京都らしさや、 大阪らしさなど、 私達はイメージの集大成として、 アイデンティティをとらえているが、 それらは視覚的には「見えない」ものである。
「見えない」ものを手がかりにして、 私達は街のアイデンティティを言葉や形態に表してとらえているから、 それぞれの人々の生活史によってひとつの街でも見え方が異なる。
かって、 カリフォルニア大学の大学院で学生達とサンフランシスコのアイデンティティとは何かを討論したことがあった。
この時一人は三角錐で有名なトランスアメリカの高層建築をあげ、 もう一人はケーブルカーを出して譲らなかった。
聞いてみると彼らは自分たちが最初にサンフランシスコにきた時に印象づけられたものを取り上げていたのだ。
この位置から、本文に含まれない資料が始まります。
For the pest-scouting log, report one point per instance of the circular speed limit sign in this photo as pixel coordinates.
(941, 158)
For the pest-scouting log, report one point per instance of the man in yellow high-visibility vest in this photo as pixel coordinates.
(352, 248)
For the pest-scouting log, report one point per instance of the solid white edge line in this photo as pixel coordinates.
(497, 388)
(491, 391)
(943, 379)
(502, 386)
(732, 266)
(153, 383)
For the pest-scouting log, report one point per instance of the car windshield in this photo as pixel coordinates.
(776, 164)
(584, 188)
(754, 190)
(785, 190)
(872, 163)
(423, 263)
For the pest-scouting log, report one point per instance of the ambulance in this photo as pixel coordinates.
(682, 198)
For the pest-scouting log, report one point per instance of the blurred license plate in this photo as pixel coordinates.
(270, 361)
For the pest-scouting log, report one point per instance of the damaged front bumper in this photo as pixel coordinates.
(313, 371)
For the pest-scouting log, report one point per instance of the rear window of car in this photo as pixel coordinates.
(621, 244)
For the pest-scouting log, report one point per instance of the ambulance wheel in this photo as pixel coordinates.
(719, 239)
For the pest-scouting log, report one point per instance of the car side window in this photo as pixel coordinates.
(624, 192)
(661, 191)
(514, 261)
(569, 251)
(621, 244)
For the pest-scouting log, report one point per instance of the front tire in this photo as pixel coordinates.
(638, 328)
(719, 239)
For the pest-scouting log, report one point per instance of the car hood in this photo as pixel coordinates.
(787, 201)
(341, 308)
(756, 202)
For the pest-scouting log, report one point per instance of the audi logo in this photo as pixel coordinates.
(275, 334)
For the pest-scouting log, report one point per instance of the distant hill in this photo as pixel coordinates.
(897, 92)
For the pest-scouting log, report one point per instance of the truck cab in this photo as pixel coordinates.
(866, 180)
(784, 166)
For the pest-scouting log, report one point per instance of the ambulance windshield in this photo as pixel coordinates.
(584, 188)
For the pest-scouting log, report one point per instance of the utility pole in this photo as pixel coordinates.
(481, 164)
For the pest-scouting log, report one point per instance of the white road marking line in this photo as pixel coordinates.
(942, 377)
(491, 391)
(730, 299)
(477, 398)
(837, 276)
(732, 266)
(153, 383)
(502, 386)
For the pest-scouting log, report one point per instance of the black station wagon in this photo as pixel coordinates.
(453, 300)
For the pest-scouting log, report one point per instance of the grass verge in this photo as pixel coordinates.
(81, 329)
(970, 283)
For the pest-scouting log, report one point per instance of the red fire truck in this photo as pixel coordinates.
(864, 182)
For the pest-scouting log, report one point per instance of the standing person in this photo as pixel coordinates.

このように、 アイデンティティとはいかにも普遍的な共通認識と思われているが、 実はどこまでも、 個人に属したものを基本としており、 個々人が遭遇したある種の空間体験がその街の評価を決定する要因になっているようである。
このため、 アイデンティティがコンセンサスを得る存在となるためには、 個々人が空間体験した「見えない」イメージをモノや空間に置き換え、 そこでおたがいに類似した思いを持ち合うことが必要となってくる。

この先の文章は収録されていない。